Some people asked me about my favorite class in Suffolk. There is a funny story of why I love class risk management very much. By the end of my second semester I got an interview opportunity with America Civil Liberties Union for an accounting intern. On the interview day, I remembered Prof Kraten’s advice about applying risk management to our personal lives, ““risk is everywhere in life. You have to prepare for it in unexpected places.” Wouldn’t you know, I missed the bus that morning but luckily I had my risk management plan handy -- Call a cab to make me on time. Guess what? I got the job and still work with them.
I have a lot of memories related not only SuffolkUniversitybut also my new adventure of United States of America. My first presentation in English was a disaster. I thought I had prepared enough and was pretty confident. But many classmates told me later that they couldn’t understand me completely. The first thanksgiving I was in DC to visit my friend’s family. I had my first pumpkin pie (which by the way, I liked). The last year I watched the Boston marathon and was surprised by the spectators’ passionate cheering. But today I have to leave. I want to take everything here with me. But I figured out recently the only thing I can take with is my memory.
I definitely take with me the memories of the 73 Tremont street. The days I worked at graduate admission office were the days with my truly happiness. My favorite part is giving people the campus tour. I told people how I enjoyed my life in Boston. Where is the greatest sandwich restaurant? I have to mention the Center of international education, too, My first Chinese New Year was with you at a tradition Chinese lunch. All the authentic food and performances made me feel at home.
I take my memories with me of my classmates and co-workers. John who works at graduate admission office always has the brightest smile on the earth.
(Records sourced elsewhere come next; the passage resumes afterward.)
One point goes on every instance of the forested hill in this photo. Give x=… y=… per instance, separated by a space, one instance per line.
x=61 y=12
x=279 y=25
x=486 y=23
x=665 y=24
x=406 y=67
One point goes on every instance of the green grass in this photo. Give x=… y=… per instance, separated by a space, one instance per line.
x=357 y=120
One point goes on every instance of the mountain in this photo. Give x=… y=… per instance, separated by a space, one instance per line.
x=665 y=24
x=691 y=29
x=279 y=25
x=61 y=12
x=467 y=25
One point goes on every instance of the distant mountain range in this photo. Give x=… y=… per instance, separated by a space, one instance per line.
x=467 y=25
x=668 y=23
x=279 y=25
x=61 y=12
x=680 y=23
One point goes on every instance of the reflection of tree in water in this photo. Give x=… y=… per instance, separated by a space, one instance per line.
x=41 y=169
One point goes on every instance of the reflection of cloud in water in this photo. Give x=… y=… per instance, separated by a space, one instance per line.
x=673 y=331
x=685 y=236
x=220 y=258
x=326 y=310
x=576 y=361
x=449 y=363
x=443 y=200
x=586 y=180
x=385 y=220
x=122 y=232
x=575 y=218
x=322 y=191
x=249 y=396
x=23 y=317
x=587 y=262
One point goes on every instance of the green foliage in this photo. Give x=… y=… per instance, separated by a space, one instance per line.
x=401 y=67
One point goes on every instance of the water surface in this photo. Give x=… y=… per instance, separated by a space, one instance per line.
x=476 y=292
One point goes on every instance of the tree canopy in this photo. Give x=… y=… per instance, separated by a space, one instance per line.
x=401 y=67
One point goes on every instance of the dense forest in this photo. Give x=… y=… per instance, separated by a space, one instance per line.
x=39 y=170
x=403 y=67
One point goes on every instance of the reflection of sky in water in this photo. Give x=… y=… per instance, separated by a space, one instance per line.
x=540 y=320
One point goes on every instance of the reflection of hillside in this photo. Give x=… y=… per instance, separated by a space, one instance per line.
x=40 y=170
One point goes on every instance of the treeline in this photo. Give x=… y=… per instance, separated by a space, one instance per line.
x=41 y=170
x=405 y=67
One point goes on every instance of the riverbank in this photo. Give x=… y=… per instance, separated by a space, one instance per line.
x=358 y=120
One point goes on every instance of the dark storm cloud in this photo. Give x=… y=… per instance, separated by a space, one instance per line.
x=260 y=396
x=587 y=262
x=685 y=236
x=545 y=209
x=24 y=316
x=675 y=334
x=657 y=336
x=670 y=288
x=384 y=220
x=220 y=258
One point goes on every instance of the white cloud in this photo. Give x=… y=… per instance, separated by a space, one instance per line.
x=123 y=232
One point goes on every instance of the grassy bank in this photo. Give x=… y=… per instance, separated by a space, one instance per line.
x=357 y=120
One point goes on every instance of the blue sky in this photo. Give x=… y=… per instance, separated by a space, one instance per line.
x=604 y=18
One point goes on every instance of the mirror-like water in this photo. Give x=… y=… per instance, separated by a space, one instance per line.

I still remember before the deadline of my risk management class all my group members sitting on the floor of the library to go over our presentation trying to make it more creative.
But it is about time to finish this speech as it is time to finish our graduate studies. A time not say good bye but to say thank you. Thank you my parents who are sitting over there. Without your support I couldn’t become the person I am now. Thank you all my professors. You gave me that key to the door of my career. Thank you all my friends, you helped me know more about this country and let me share so many special moments with you. Thank you SuffolkUniversity. You opened my mind and gave me a whole new world. And thank you United States of America.